Kashi Vishwanath Temple is one of the most illustrious Hindu Temples. It is devoted to Lord Shiva. It has one of the 12 Jyotirlingas or the Jyotirlingams which make it one of the divinest temples of Shiva. This temple is sited on Manikarnika Ghat and is considered as a Shakti Peeth or the place of devotion for the Shaktism sect of Hinduism.
History of Kashi Vishwanath Temple-
As per the Shiva Purana, once Brahma (the Hindu God of creation) and Vishnu (the Hindu God of Preservation) had disagreement about who was highest. To test them, Shiva pierced the three worlds as a huge endless pillar of light, the jyotirlinga. To determine who was mightier Vishnu took the form of a boar and sought out the bottom while Brahma took the form of a swan to fly to the pillar’s top. Brahma out of arrogance lied that he had found out the end, offering a katuki flower as witness. Vishnu modestly confessed to being unable to find the bottom. Shiva then took the form of the wrathful Bhairava, cut off Brahma’s lying fifth head, and cursed Brahma that he would not be worshipped. Vishnu for his honesty would be worshiped as equal to Shiva with his own temples for all eternity. The jyotirlinga is an antique axis mundi symbol representing the highest formless (nirguna) reality at the core of creation, out of which the form (saguna) of Shiva appears. The jyotirlinga shrines, thus are places where Shiva appeared as a scorching column of light.
Ganga Aarti in Varanasi
The most attractive spectacle in Varanasi is the “Ganga Aarti”. It is the ritual done with traditional lamps (Diya’s) conducted every single morning and evening at Dasaswamedh Ghat, Assi ghat, and many more by a group of young priests standing on a dais next to the river.

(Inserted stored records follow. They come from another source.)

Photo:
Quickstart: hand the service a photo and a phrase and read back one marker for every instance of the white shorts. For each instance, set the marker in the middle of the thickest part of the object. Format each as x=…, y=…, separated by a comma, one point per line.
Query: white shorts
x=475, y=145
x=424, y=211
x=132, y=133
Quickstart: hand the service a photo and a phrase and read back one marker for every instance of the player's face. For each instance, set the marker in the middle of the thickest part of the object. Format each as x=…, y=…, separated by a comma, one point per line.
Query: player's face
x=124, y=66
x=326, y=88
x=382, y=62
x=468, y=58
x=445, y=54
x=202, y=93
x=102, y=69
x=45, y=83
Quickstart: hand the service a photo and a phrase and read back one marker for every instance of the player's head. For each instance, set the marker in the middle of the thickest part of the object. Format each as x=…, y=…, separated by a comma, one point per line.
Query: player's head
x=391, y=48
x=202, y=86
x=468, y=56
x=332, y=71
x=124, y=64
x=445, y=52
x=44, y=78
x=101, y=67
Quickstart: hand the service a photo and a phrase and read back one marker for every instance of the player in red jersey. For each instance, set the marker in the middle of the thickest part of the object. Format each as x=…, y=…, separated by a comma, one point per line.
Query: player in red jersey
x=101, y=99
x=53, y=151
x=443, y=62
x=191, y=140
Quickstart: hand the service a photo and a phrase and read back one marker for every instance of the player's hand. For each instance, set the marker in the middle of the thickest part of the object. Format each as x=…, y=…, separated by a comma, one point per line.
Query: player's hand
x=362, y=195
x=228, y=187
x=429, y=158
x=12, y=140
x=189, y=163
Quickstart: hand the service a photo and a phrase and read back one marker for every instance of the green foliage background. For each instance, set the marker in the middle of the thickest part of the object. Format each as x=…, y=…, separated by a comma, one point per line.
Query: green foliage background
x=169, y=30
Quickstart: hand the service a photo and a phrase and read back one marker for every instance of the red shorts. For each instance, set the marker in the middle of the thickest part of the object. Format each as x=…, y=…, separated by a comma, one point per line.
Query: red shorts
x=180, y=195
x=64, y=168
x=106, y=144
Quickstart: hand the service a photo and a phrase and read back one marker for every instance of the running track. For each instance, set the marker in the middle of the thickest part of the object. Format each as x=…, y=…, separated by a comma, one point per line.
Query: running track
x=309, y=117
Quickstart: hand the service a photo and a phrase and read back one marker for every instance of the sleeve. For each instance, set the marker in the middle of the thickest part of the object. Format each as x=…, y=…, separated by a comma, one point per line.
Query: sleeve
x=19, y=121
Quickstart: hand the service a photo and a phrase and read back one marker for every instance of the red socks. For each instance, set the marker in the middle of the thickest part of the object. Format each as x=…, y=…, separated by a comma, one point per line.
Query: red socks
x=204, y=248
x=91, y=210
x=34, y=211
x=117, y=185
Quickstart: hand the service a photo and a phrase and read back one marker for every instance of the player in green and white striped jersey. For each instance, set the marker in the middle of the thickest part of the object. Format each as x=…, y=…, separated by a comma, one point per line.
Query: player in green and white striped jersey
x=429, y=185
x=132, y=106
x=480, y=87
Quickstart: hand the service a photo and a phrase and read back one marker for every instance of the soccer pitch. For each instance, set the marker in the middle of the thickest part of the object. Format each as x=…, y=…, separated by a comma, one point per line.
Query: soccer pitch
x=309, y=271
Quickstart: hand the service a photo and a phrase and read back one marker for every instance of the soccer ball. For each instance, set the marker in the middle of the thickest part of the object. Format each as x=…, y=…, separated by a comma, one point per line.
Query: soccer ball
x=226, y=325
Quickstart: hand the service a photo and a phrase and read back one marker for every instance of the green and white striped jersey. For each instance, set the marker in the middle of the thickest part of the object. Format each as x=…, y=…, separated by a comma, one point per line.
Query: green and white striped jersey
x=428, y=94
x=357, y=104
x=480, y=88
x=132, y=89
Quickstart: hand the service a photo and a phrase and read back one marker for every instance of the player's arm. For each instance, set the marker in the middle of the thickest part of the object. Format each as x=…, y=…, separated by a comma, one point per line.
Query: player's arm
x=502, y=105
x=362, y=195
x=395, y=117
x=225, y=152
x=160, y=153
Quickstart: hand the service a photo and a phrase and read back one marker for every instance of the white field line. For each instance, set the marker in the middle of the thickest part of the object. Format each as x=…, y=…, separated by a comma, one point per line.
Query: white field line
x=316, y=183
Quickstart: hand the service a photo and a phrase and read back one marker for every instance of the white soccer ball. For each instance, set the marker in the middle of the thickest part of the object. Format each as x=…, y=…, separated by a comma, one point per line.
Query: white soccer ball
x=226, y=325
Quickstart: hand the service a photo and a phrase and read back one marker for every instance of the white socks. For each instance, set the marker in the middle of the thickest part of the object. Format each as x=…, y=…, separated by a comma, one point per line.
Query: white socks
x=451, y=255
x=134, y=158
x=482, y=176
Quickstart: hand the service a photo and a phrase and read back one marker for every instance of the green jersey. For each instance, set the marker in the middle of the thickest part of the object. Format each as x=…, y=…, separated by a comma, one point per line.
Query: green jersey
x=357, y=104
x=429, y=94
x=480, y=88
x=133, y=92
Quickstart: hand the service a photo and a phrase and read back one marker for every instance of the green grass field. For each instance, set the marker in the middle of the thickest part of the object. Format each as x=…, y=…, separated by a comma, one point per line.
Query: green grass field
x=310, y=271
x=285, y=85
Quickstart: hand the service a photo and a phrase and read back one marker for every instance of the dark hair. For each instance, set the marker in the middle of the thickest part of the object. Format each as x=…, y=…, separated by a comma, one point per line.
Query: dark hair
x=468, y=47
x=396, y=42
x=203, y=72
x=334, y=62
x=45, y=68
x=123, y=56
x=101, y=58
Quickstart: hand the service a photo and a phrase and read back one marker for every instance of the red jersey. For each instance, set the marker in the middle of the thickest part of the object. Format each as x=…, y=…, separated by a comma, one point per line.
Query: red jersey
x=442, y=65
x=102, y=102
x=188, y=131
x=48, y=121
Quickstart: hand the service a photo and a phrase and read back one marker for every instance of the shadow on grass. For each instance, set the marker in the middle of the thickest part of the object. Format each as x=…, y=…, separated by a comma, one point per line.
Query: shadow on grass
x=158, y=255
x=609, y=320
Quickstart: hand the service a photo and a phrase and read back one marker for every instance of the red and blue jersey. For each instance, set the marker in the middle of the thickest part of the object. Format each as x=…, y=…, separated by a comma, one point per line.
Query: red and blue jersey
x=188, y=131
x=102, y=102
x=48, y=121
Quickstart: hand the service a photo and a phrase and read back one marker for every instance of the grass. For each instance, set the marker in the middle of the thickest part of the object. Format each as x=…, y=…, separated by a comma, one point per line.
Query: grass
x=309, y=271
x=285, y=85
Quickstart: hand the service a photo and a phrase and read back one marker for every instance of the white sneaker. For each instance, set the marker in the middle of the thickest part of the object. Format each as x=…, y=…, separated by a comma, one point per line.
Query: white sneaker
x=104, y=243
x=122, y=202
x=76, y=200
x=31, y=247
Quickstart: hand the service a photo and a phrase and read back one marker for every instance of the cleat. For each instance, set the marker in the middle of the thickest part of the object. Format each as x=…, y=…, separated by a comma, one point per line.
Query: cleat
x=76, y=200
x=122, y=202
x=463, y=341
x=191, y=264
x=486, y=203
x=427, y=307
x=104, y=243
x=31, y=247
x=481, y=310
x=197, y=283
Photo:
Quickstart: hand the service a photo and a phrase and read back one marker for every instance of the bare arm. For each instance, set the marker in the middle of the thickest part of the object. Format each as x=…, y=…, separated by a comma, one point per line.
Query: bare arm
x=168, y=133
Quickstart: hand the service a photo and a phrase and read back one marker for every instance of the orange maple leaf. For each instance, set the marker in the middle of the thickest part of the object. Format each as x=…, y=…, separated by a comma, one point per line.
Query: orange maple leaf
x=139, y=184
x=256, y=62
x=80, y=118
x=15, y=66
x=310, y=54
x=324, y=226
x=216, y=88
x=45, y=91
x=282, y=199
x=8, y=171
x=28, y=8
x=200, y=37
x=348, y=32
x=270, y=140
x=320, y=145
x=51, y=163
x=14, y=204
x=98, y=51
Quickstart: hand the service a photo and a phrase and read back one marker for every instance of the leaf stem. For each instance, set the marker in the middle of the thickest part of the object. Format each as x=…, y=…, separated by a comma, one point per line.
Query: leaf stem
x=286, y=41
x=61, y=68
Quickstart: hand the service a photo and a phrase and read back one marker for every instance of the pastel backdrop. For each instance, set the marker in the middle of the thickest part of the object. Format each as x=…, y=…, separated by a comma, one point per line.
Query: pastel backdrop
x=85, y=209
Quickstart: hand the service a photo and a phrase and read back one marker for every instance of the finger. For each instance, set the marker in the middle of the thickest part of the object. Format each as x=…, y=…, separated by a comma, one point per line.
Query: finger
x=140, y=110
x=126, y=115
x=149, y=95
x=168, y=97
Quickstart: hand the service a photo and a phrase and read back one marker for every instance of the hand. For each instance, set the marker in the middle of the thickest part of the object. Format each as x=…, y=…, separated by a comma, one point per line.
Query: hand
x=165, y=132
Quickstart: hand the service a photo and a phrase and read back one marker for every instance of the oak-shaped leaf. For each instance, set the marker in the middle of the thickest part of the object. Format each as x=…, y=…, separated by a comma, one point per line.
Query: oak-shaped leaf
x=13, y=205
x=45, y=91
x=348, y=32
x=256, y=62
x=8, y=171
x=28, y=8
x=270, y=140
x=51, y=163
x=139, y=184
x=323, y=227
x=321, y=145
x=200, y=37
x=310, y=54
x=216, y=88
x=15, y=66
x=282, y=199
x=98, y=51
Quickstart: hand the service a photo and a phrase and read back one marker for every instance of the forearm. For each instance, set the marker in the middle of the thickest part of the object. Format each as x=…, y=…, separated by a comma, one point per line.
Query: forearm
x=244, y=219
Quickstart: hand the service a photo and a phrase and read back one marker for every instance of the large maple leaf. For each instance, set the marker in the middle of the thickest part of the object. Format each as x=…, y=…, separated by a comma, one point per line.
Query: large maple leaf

Varanasi is well known for being the ‘religious capital of India’ where thousands come for several divine purposes. Some come for the last rites, some to conduct their new borns’ birth ritual and some, to perish serenely.
Moksha In Kashi
There are numerous ghats, or steps leading to the river, to the north of Assi Ghat; the accurate number of ghats being 87. While some are bathing ghats, others are meant for carrying out devotions. However, two ghats stand apart. They are Manikarnika Ghat and Harishchandra Ghat-both are cremation ghats.
The two-storied hospice ‘Kashi Labh Mukti Bhawan’ hosts the elderly who request to spend their last days in the search for divine liberation. Recognized by the Dalmiya Charitable Trust in 1958, the Bhawan does not charge anything from the people who come here for a purpose. The trust bears all the overheads from the stay in the house, to all the rites of the day, to the cremation after “the soul leaves the body.”
People who are about to die or are on death bed, and believe in ‘moksha’ come to Moksha Bhavan for spiritual satisfaction. Nearly a half kilometer from the Bhawan, on the banks of river Ganga, falls the primary and most sacred cremation ghat in Varanasi, Manikarnika Ghat. When the soul leaves the material body, it is firmly covered in a white cloth on a lean bamboo cot, as per Hindu tradition.